VTD-XML Repository Available on GitHub

VTD-XML full source repository is now available on Github (http://github.com/jzhang2004/vtd-xml). Every commit log is available and in the near all commits and check in should be in sync with CVS on sourceforge.

An interesting paper on vtd-xml performance vs other XML parsers

I recently came across an interesting paper by some researchers in Portugal. The topic of the paper is “PERFORMANCE ANALYSIS OF JAVA APIS FOR XML PROCESSING.” In this paper, various XML Processing API are thoroughly bench-marked  and compared. Those APIs include various flavors of DOM, SAX, PULL, JDOM and VTD-XML. Below is the abstract of the paper.

ABSTRACT

Over time, XML markup language has acquired a considerable importance in applications development, standards definition and in the representation of large volumes of data, such as databases. Today, processing XML documents in a short period of time is a critical activity in a large range of applications, which imposes choosing the most appropriate mechanism to parse XML documents quickly and efficiently. When using a programming language for XML processing, such as Java, it becomes necessary to use effective mechanisms, e.g. APIs, which allow reading and processing of large documents in appropriated manners. This paper presents a performance study of the main existing Java APIs that deal with XML documents, in order to identify the most suitable one for processing large XML files.

The full paper can be downloaded here.

What is New in 2.11

Version 2.11, simultaneously available  in C, Java, C++, and C#, is the latest release of VTD-XML. So what is new? The shortly answer: (1) It is more standards-compliant by conforming strictly to XPath 1.0 spec’s notion of node(). (2) It  introduces major performance improvement for XPath expressions involving simple position index.(3)This release introduces major performance improvement for XPath expression containing complex predicates involving  absolute location path expressions. (4) It also contains various bug releases as reported by VTD-XML users.

Change to Node() Interpretation

Before 2.11, node() in a location step in an XPath expression will be interpreted as equivalent to *, i.e., an element node with any name. With 2.11 the same node() will be interpreted either one of “element(), text(), comment(), or processing-instruction(), as defined by XPath 1.0 spec.

Performance Improvement for Simple Position Index

A quick example is “a[2]/b[1].”  A simple position index is basically a constant index value in predicate. 2.11’s XPath engine is now smart enough to detect this use case and allow for early escaping from the execution loop, resulting in faster execution performance. The amount of improvement depends on how frequent the simple index is used in each location step. In some cases, a 50% to 70% execution speedup is possible.

Performance Improvement for Predicates Containing Absolute Path Expressions

A quick example is //a[//abc/@val=’1′]. Notice that predicate contains //abc, which is an absolute path expression. Before 2.11, this expression will trigger repetitive evaluation of //abc to determine whether the predicate is true or false.  The processing cost would increase rapidly with respect to the size of the document. This release would intelligently cache the evaluation result so the corresponding XPath  is evaluated only once. Please notice that this feature is enabled by default, if you can turn it off (we don’t recommend it)  by invoking AutoPilot’s enableCaching’s method and give it a “false.”
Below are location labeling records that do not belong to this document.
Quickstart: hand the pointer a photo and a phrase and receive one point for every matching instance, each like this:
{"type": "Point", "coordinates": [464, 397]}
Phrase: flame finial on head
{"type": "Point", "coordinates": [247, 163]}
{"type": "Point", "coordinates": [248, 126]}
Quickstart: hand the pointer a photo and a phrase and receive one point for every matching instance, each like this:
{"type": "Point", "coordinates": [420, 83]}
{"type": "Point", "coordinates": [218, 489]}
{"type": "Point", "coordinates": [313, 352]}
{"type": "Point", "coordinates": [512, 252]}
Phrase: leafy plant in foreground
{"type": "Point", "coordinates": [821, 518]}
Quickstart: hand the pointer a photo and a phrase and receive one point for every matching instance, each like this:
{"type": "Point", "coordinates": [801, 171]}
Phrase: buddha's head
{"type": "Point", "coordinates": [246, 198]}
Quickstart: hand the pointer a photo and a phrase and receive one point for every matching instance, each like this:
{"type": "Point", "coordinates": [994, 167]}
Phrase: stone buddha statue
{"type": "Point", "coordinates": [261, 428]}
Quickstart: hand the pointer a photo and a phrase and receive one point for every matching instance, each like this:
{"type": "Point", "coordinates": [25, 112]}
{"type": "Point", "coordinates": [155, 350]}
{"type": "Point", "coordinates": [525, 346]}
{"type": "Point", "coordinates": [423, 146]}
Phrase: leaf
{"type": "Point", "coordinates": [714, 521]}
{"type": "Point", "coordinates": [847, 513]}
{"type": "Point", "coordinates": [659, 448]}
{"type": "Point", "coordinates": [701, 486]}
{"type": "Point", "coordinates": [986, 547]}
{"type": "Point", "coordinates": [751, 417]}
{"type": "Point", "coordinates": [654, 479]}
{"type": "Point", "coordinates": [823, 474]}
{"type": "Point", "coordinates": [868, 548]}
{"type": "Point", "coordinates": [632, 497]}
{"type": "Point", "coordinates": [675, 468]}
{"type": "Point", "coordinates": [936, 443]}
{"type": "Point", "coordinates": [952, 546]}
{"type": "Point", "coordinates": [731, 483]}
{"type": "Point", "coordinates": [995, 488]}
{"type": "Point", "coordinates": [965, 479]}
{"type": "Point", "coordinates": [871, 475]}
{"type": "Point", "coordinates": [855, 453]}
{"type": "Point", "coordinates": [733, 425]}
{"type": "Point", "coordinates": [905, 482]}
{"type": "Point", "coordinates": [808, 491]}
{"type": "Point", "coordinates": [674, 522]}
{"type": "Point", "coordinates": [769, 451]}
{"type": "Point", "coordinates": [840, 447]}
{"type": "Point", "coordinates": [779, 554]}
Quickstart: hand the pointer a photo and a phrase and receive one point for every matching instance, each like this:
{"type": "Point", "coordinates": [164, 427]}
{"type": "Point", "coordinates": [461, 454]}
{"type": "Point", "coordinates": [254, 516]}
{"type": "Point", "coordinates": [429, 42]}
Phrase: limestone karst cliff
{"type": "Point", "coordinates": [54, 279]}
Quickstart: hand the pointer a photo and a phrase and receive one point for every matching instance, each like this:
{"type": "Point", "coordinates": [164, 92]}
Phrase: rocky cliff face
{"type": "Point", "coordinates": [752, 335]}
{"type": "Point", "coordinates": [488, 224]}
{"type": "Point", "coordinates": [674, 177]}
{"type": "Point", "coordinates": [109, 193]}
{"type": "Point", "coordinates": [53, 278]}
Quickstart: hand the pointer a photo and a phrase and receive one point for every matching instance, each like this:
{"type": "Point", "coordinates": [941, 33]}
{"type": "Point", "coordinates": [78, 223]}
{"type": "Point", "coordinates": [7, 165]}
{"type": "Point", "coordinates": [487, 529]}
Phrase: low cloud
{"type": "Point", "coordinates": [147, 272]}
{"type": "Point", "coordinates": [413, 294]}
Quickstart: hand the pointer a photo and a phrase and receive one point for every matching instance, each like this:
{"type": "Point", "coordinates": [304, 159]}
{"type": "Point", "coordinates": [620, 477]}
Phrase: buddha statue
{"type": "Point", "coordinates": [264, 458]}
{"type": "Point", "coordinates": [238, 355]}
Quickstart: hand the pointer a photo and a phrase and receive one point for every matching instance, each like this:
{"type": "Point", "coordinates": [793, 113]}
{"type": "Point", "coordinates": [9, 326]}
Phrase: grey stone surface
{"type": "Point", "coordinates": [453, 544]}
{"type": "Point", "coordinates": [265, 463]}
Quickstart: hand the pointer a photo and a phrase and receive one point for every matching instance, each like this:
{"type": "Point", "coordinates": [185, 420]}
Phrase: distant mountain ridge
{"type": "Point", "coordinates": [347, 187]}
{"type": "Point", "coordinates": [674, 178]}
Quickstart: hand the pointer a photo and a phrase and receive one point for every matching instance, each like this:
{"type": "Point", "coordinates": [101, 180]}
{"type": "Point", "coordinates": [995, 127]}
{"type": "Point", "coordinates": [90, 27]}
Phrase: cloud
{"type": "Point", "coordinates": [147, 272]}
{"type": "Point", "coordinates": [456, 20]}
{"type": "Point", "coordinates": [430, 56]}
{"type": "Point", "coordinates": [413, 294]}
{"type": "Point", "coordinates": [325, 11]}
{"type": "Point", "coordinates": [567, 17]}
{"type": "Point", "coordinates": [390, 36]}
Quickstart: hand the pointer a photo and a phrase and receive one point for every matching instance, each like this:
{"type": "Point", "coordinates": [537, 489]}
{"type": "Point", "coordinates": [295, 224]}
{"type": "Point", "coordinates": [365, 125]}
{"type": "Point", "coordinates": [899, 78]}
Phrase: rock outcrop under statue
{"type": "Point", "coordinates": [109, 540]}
How much of an improvement can you expect to see? Depending on size of documents, complexity of predicates and other things. Sometime you will be achieve astonishing results. Consider the following expression.

//CDResults[../../../TargetName/@Value=”//SiteInformation[“TargetName/@Value!=//SiteInformation[1]/TargetName/@Value and TargetName/@Value!=//SiteInformation[TargetName/@Value!=//SiteInformation[1]/TargetName/@Value”][1]/TargetName/@Value][1]/TargetName/@Value]/BottomCD/@Value

Running this document on a 22MB xml document  in Java would take many hours in virtually all XPath implementation including 2.10 version of VTD-XML. With 2.11, it took less than 5 seconds on a commodity, 3 year old PC.

Bug fixes

There are other bug fixes, covering XMLModifier’s deletion capabilities and permissiveness of deletion of sub-nodes.